Thank you. [applause] Thank you, Dave. It is really impressive
what Carrier is doing, and really important,
particularly at this time. And as we said earlier,
the keys to reinventing is a combination of building
the right reinvention culture and then knowing what technology
is available to you to make that reinvention
change and using it. And that’s exactly
what Carrier is leveraging. It’s very important
and very impressive. So manufacturing and industrial
companies are a group of customers
who have said to us, “We know that we could change
our customer experience and how we operate
our plants so significantly using
machine learning, but we just don’t often
have the equipment or the talent
to make that happen, and I really wish
AWS would help us.” And so let me give you
a couple of examples. If you look at machine data, there are a lot of industrial
companies who know that if they could do
predictive maintenance better, they could save a lot
of money and time. And what manufacturing
companies will tell you is that it’s always
much less expensive to fix something
before it breaks, not to mention saving the money
of the downtime in the plant. But it’s actually
not that easy to tell. Most people at a plant
will tell you that you can hear it or you can feel it through
the vibration before you can see it. But a lot of companies
either don’t have sensors, or they are not modern
and powerful sensors, or not consistent
and they don’t know how to take that data
from the sensors and send it to the cloud, and they don’t know how
to build machine learning models.
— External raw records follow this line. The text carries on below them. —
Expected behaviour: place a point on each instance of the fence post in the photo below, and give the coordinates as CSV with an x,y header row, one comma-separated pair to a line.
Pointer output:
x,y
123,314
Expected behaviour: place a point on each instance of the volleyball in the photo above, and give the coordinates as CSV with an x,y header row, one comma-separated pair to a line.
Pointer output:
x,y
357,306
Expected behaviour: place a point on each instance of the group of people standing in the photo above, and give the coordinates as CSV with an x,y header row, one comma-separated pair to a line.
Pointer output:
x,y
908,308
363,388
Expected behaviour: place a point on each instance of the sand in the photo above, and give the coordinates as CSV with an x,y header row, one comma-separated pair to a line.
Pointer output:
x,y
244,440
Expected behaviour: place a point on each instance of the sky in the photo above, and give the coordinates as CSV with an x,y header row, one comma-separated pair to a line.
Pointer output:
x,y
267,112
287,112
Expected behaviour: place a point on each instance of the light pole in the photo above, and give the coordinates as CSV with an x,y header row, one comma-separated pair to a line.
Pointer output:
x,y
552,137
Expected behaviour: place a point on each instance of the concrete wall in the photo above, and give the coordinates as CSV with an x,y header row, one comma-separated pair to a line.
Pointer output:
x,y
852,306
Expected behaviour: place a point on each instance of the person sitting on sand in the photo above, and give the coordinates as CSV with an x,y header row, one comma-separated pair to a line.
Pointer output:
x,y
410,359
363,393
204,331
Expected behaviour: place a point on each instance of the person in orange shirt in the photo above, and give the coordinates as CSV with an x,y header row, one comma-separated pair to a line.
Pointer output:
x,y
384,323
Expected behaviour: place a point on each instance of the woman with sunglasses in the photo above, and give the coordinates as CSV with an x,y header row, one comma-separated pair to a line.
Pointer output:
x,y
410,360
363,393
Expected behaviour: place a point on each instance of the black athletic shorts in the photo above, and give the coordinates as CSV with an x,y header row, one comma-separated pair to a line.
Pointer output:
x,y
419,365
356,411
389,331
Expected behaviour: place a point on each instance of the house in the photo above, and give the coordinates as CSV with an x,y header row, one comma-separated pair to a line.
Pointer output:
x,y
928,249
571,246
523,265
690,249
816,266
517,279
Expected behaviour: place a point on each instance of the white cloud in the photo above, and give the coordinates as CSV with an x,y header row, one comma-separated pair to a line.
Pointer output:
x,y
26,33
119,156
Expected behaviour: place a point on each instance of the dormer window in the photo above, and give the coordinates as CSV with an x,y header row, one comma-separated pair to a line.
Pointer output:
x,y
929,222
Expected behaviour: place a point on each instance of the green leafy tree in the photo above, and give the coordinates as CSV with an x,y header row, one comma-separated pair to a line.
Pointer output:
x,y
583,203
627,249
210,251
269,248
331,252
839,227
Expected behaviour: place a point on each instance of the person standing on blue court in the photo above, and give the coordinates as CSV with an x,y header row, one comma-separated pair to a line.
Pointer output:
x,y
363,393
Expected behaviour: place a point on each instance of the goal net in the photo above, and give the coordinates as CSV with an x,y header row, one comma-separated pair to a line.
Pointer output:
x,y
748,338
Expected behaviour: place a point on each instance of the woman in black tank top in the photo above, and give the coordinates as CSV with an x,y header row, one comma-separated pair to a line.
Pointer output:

And our manufacturing companies
that we work with have said, “Could you just solve this? Can you build
an end-to-end solution?” So I am excited to announce today
the launch of Amazon Monitron, which is an end-to-end solution
for equipment monitoring. [applause] And so Monitron gives
customers sensors, a gateway device
to send the data to AWS. We build custom machine
learning models for you in a mobile app with a UI
so you can tell what’s happening. And all our customers do is you mount
the sensors to your equipment, you start sending the data
through the gateway device, and then, as we take the data in,
we build the machine learning model that looks at what ‘normal’ looks
like for you on sound or vibration, and then as you continue
to stream that data to us, we will use the model to show you
where there are anomalies and send that back to you
in the mobile app, so you can tell where you might
need to do predictive maintenance. That’s a big deal. That makes it much,
much easier for companies to do. Now, there are other companies
who say, “Look, I have modern sensors
that I’m fine with. I’m also okay taking the data
from those sensors and sending it to AWS, but I don’t want to build
the machine learning models. I just want to send you
the data, use your models, have the predictions come back
to me through the API.” That third layer
of that machine learning stack. And so we have something
for this group of customers as well to announce today, which is the launch of
Amazon Lookout for Equipment, which shows anomaly detection
for industrial machinery. [applause] And so with Lookout for Equipment
you just send the data to S3, or we have a service
called IoT SiteWise that lets you send
your machine data in a structured way
for your analytics. You send the data to AWS, we will assess sound,
vibration, temperature, and we’ll again build a model
of what normal looks like, and as we see anomalies
we’ll send them to you via the API, so that you can do
predictive maintenance. These are game changers
for industrial companies that want to be doing predictive
maintenance and saving money. And the second problem they asked
to help with was computer vision. And if you think about it,
there are a lot of split decisions that you’ve got to make
in facilities, on your production lines, or even in interactions
between people when you’re trying to be
socially distanced, where you just
don’t have the time to send that information to the cloud
and get an answer back. You need to make
that decision in real time. So what these
industrial companies need, and often try to employ
in some fashion, are cameras - these smart cameras that allow them
to do streaming video. But the problem is, most of
the smart cameras out there today are just not powerful enough
to run sophisticated computer vision models at the edge.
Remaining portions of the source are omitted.